In their research report, Kolter, Fredrikson and their co-authors Andy Zou and Zifan Wang revealed some, but not all, of the suffixes they used to hack AI bots to prevent widespread misuse. of technology.

The researchers hope that Anthropic, OpenAI and Google will find ways to counter the specific attacks described in the report. But they warn that there is no known way to consistently block all such attacks and that it will be extremely difficult to prevent misuse.

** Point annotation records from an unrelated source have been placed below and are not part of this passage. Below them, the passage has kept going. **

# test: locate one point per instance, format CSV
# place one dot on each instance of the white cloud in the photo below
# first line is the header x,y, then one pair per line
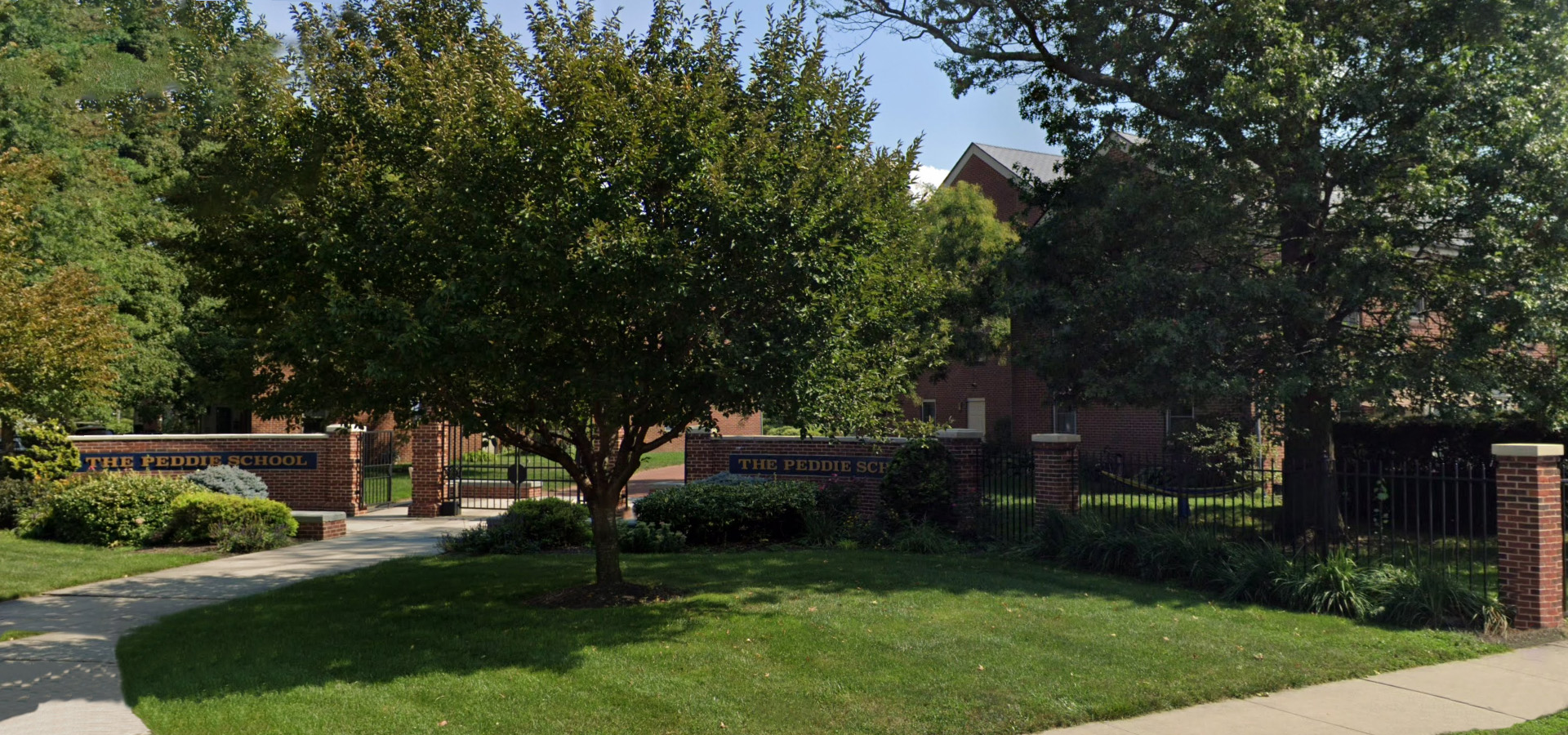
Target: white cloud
x,y
925,179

“This shows very clearly the fragility of the defenses that we build into these systems,” said Aviv Ovadya, a researcher at the Berkman Klein Center for Internet.

Exclusive Content:

Home Office Blunder: Thousands of Deportation-Intended Migrants Missing Before Rwanda Flights

Taxes: here is the (large) amount of the advance that the tax authorities will pay you on Monday January 15

Weather: what will the weather be like in February, March and April?